I thought probably not, but I was a little hesitant to say with, say, Smallville.

Looking back at my Cortex LoGaS port, it appears pools were usually Attributes, Distinctions, Specialties and often Signature Assets. Sometimes created Assets with LoGaS Powers (which don't look anything like normal Cortex constructs because I was trying to be quick and dirty with porting them over, which in retrospect wasn't my best idea).
 

Aldarc

Legend
Going back to the original point:
This game gets brought up a lot and I have always sort of just glided past it. But I want to know more, and was hoping some folks could give me the rundown.

What kind of rpg is it (narrative, trad, other, mix)? How does it play? What is the general system like? What sorts of genres or settings or themes is it good for? How complex is it? How hard is it to learn? What have you used it for? That sort of thing.
IMHO, where Cortex shines as a system lies in how the character's action in the fiction is reinforced by the player assembling the dice pool through their traits and how different hacks of Cortex assemble these traits.

I ran a game of Fate Core set in a fantasy quasi-Italian Renaissance Venice. The players made great Aspects. The characters were in the service a noble house, with one of the characters being a non-inheriting son. Their noble family had acquired a small island that once belonged to monks before they were killed in a siege by a rival city-state decades prior. The family wanted to use the island for their spice smuggling operations, but it was haunted by wrath spirits attracted to the traumatic deaths of the monks. Thankfully one of the noble family's daughters was an exorcist with the church so she would perform a ritual for her family to seal the tear to the Spirit World, but she needed exotic items for the ritual. So the players went on a scavenger hunt through the city. It was a load of fun.

I wanted to try "grokking" Cortex. When I began converting this campaign setting to Cortex, I actually found myself more engaged with the game's themes. For example, the Seven Virtues that I had imagined for the setting's Church were turned into a Trait set, with players ranking how they relate to or value the Virtues. Players can go against one of their Virtues and embrace the corresponding Vice to get their die boosted for a roll but they have to step the die down afterwards. This is something I can do with Cortex that is not really a mod in Fate but it leans heavily into the themes of the setting.

So when players assemble a dice pool, they will be doing so in relation to three primary trait sets and a couple of secondary ones:
  • Distinctions: Identity, Background, Ambition
  • Means: Cunning, Force, Grace, Panache, Reason
  • Virtues: Prudence, Fortitude, Temperance, Justice, Mercy, Hope, Love
  • Relationships
  • Resources/Assets

I have not finished the conversion. It has been an off and on project for several years: Virtues of Valizia.
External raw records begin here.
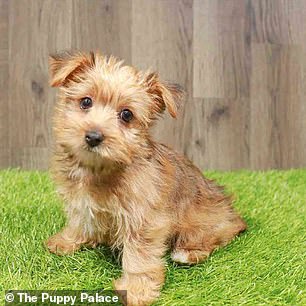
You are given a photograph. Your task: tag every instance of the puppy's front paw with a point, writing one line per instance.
(60, 245)
(141, 290)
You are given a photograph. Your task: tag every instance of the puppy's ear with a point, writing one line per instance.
(166, 95)
(63, 66)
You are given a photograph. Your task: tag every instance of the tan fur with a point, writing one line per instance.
(130, 192)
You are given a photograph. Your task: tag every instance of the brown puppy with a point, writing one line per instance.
(120, 187)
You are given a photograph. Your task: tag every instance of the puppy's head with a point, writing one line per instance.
(105, 109)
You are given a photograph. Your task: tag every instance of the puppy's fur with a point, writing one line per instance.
(130, 192)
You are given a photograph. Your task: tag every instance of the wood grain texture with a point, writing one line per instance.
(104, 26)
(162, 40)
(36, 28)
(217, 133)
(241, 62)
(4, 94)
(221, 49)
(278, 117)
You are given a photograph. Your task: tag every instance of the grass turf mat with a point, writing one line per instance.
(265, 265)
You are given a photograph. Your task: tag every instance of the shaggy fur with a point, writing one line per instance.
(130, 192)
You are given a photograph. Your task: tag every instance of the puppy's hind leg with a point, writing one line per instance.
(204, 229)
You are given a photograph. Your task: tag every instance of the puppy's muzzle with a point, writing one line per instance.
(93, 138)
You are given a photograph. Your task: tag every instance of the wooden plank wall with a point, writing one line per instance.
(241, 62)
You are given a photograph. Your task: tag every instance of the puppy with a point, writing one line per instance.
(121, 188)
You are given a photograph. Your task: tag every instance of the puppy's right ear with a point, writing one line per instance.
(63, 66)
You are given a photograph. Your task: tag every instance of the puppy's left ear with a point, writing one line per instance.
(166, 96)
(63, 66)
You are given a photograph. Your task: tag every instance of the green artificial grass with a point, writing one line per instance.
(265, 265)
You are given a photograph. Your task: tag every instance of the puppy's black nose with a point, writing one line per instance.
(93, 138)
I still have the magic system to deal with, among other things, though I think that Magic will be a Resource. Resources will require making deals to replenish them, which can create further complications: i.e., "I Owe You for X, You Owe Me for Y." In the case of Magic, as magic is done via Spirits/Demons/Angels, that will mean making Faustian pacts and bargains with supernatural agents.

I could definitely do some of this with Fate, but I think that the results have been more thematically satisfying with Cortex.